The vampires retreated, always preferring the easy kill.

Angel turned on the threshold, all teeth and yellow eyes and snarled. "I will be back. I will be a plague on you, and your children, your children’s children and their children. I promise you that."

And with that, he and Spike fled, following the house’s long shadow into a ditch.

They would go to ground, burying themselves in the earth if they had to. He would hunt them, but for now…

He cradled Jane in his arms. She had fainted again. She would keep to her bed for weeks in a nervous exhaustion and prevent him from following the vampires, from having his revenge. She would never speak of this night, ever, and by the time the colour had returned to her cheeks Napoleon had escaped from Elba.

 

LA, The Present…

 

"Angel? Angel!" Wesley called, arms full of books. "Angel, where are you…oh, there you are," he smiled.

"Any luck at the library?"

Wesley nodded. "Some. I think I have something for you."

Angel took the books off him without a word or thanks.

Wesley shrugged. He was used to it. Especially of late. Angel had been sleeping less and less well, and Wesley was bearing the brunt of his bad moods. Perhaps just because Wesley was there, he was convenient, an easy target. Perhaps Angel still resented his presence. Perhaps Angel blamed him for some wrong Wesley had yet to realise he had committed.

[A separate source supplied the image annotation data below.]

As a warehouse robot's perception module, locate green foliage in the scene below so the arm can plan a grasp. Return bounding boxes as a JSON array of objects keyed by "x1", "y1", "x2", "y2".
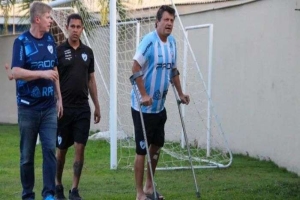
[{"x1": 0, "y1": 125, "x2": 300, "y2": 200}]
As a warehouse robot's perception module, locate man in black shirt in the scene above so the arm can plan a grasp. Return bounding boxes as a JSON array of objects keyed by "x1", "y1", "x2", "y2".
[{"x1": 56, "y1": 14, "x2": 101, "y2": 200}]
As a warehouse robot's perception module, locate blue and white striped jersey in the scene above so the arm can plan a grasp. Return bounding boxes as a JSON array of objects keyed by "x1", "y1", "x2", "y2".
[{"x1": 131, "y1": 31, "x2": 177, "y2": 113}]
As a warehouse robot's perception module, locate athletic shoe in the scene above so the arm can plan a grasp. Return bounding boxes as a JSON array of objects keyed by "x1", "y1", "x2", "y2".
[
  {"x1": 69, "y1": 188, "x2": 82, "y2": 200},
  {"x1": 55, "y1": 185, "x2": 66, "y2": 200},
  {"x1": 44, "y1": 194, "x2": 55, "y2": 200}
]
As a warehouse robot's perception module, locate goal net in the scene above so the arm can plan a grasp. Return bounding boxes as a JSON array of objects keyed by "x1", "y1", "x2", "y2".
[{"x1": 52, "y1": 0, "x2": 232, "y2": 169}]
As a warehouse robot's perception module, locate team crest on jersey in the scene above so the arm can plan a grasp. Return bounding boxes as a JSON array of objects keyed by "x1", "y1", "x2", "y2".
[
  {"x1": 31, "y1": 86, "x2": 41, "y2": 98},
  {"x1": 171, "y1": 51, "x2": 174, "y2": 58},
  {"x1": 57, "y1": 136, "x2": 62, "y2": 145},
  {"x1": 81, "y1": 53, "x2": 87, "y2": 61},
  {"x1": 140, "y1": 140, "x2": 146, "y2": 149},
  {"x1": 47, "y1": 44, "x2": 53, "y2": 54},
  {"x1": 153, "y1": 90, "x2": 161, "y2": 100}
]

"I marked the pages," he offered quietly.

Angel flipped open the books without even a grunt.

Wesley stood by him, at a loss and not a little on edge. He could take the vampire's coldness, if only he didn't adore him to the point of insanity. Again Wesley wandered through all the reasons that had brought him to this, standing at the right hand of the most vicious vampire in history. Fate, he thought again. Fate.